Los secesionistas armenios aceptaron el miércoles deponer las armas, como parte de un alto el fuego mediado por Rusia que puso fin a una ofensiva de 24 horas de Azerbaiyán para recuperar este territorio, escenario de dos guerras en las últimas tres décadas. En ese contexto, el gobierno de Armenia denunció hoy ante el Consejo de Derechos Humanos de la ONU que Azerbaiyán está llevando a cabo una “limpieza étnica” y cometiendo un “crimen contra la humanidad” al recuperar el control de la región.
Las conversaciones de este jueves tuvieron lugar en la ciudad azerbaiyana de Yevlax, a 295 kilómetros al oeste de la capital, Bakú, y duraron unas dos horas.

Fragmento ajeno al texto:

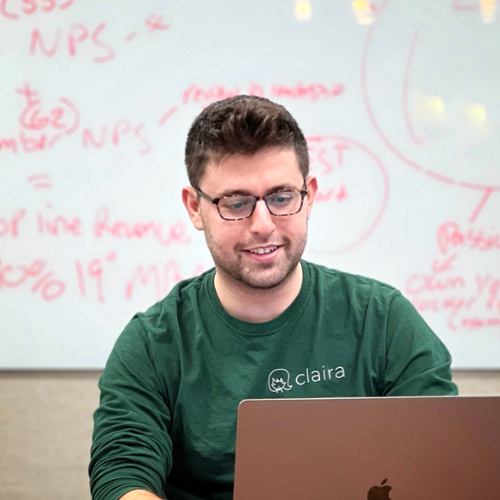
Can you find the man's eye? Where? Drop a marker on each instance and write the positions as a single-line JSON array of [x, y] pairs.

La presidencia de Azerbaiyán dijo que la negociación sobre la reintegración de ese territorio fueron celebradas en un ambiente “constructivo y positivo” y que ambas partes volverán a reunirse “lo más pronto posible”.
La mesa de negociaciones que se instaló en Yevlax
El camino de la paz “no es fácil”, pero “hay que tomarlo”, dijo el primer ministro armenio, Nikol Pashinyan, mientras se desarrollaban estas primeras conversaciones.
Rusia tiene soldados de paz en este enclave montañoso del Cáucaso, situado dentro de las fronteras internacionales de Azerbaiyán pero controlado en buena parte por separatistas armenios desde un conflicto librado a inicios de los años 1990.
El presidente ruso, Vladimir Putin, indicó que en las conversaciones de paz mediaría ese contingente ruso de paz, desplegado desde el alto el fuego que puso fin a seis semanas de combates en 2020.